In short: Prices for Nvidia AI chips that are restricted from export to China have risen sharply on China’s black market as enforcement tightens.
Nvidia’s AI chips, the processors often used to run modern AI systems (like the “engine” inside a powerful computer), have become much more expensive to buy illegally in China, according to the Financial Times. Traders told the FT that tougher US investigations have made smuggling riskier and supply harder to find.
The FT reports that Nvidia’s DGX B300 server, a high-end system that includes eight Blackwell GPUs (graphics processing units, a type of chip often used for AI), now sells for more than Rmb8 million, or about $1.1 million, on the black market. That is up from about Rmb4 million six months ago. The same system typically sells in the US for about $400,000, according to the report.
A workstation chip called the Nvidia RTX 6000 Pro also jumped in price, rising from about Rmb50,000 at the start of the year to as much as Rmb130,000. Traders said supplies were disrupted after US authorities stepped up investigations late last year. In March, a Supermicro co-founder and others were charged in a case involving alleged smuggling of $2.5 billion of Nvidia AI servers to Chinese customers.
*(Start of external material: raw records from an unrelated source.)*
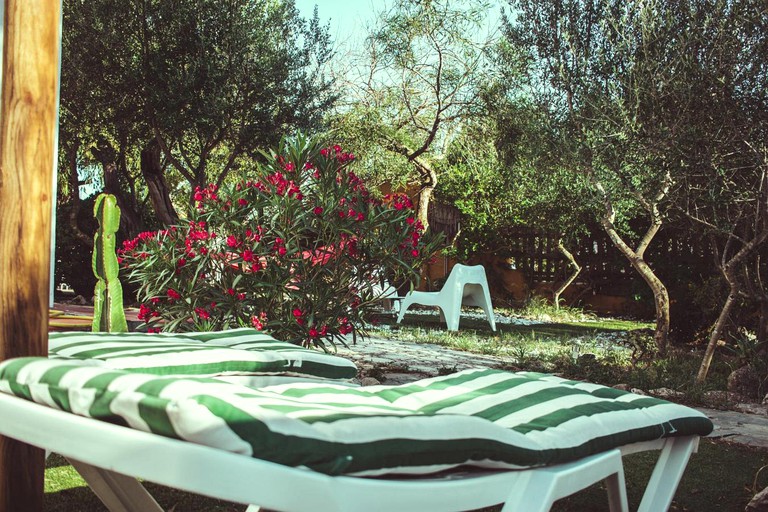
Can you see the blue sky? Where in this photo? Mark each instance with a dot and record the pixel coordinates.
(347, 18)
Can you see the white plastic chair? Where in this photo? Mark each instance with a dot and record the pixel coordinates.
(465, 285)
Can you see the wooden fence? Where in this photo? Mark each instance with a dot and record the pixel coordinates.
(536, 255)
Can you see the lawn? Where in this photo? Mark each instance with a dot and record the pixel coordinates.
(721, 477)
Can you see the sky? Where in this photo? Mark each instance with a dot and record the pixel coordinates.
(347, 18)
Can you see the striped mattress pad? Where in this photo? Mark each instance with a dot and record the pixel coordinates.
(235, 352)
(478, 417)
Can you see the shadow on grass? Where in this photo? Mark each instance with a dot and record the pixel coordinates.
(480, 326)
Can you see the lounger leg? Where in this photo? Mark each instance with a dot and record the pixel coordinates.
(537, 491)
(667, 473)
(119, 493)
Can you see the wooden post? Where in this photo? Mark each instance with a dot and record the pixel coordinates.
(30, 57)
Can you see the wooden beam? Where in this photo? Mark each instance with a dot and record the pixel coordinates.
(30, 61)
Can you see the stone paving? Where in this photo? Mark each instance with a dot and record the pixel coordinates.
(400, 362)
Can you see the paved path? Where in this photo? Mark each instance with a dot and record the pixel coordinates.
(402, 362)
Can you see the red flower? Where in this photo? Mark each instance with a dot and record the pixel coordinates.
(145, 312)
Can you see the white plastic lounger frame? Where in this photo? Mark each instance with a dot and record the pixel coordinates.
(465, 285)
(104, 453)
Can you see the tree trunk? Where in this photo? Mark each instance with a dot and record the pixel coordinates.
(29, 77)
(428, 184)
(762, 327)
(575, 270)
(709, 353)
(152, 170)
(660, 294)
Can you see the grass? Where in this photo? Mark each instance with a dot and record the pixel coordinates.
(572, 344)
(719, 478)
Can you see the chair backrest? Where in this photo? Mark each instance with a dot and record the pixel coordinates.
(464, 274)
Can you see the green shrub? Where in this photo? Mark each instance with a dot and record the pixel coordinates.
(298, 250)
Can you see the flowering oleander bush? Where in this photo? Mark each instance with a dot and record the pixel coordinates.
(296, 250)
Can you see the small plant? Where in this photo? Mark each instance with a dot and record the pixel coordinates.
(538, 308)
(108, 312)
(295, 250)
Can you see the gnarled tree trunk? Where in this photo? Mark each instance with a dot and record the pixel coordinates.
(152, 170)
(575, 270)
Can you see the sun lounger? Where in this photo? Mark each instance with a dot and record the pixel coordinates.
(456, 442)
(245, 356)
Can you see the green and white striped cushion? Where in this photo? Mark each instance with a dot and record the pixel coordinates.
(237, 352)
(485, 418)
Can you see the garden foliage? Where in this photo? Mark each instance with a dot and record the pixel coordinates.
(298, 250)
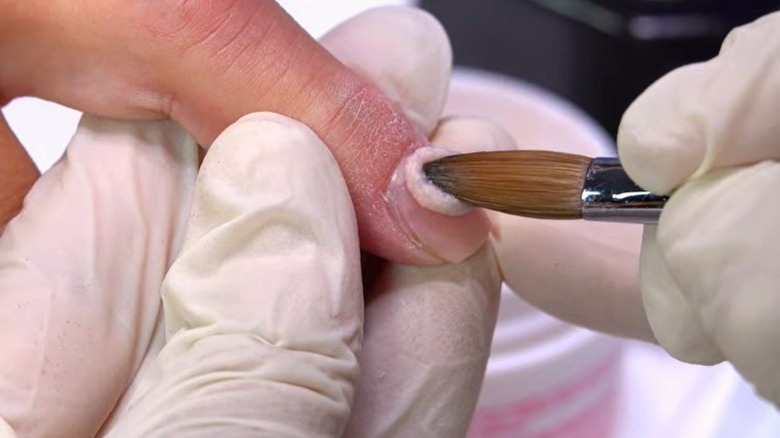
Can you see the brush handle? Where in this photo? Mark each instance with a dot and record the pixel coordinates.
(609, 195)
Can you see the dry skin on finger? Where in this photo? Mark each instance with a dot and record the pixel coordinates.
(423, 191)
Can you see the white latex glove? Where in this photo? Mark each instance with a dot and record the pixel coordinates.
(710, 270)
(262, 308)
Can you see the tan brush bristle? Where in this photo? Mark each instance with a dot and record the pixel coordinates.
(538, 184)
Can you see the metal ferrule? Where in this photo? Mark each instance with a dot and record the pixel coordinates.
(610, 195)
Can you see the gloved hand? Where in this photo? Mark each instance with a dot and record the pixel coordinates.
(262, 308)
(206, 63)
(708, 134)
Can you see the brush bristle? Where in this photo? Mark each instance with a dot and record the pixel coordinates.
(538, 184)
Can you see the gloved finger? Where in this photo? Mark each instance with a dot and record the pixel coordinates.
(428, 336)
(718, 236)
(428, 332)
(707, 116)
(412, 68)
(263, 307)
(675, 322)
(17, 173)
(80, 269)
(585, 273)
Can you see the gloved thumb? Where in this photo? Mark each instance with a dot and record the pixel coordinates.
(708, 116)
(263, 307)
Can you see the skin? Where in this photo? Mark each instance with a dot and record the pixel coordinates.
(17, 174)
(207, 63)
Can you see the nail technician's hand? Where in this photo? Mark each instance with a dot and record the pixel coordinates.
(94, 250)
(708, 133)
(206, 63)
(262, 308)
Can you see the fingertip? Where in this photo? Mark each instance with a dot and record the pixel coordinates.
(661, 138)
(472, 134)
(675, 324)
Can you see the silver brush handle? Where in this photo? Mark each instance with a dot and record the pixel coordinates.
(609, 195)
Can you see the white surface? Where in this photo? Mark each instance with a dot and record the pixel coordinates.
(666, 398)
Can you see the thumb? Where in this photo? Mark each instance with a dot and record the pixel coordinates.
(250, 56)
(263, 307)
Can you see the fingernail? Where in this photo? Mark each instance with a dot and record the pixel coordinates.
(444, 228)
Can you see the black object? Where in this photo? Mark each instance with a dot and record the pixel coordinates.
(600, 54)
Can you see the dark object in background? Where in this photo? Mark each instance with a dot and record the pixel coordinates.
(600, 54)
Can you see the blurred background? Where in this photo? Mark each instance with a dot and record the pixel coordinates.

Nvidia said building AI data centres from smuggled products is extremely difficult, and the company does not support or repair restricted products. Chinese authorities have also increased scrutiny of Nvidia hardware coming into the country, as China pushes local alternatives such as Huawei’s Ascend chips.
Higher chip prices can also raise the cost of renting AI computing power in China, and the FT found prices can be similar to, or higher than, those in the US for newer Nvidia systems. Watch whether tighter enforcement leads Chinese firms to buy older Nvidia chips, modify gaming chips for AI work, or shift more spending to domestic suppliers.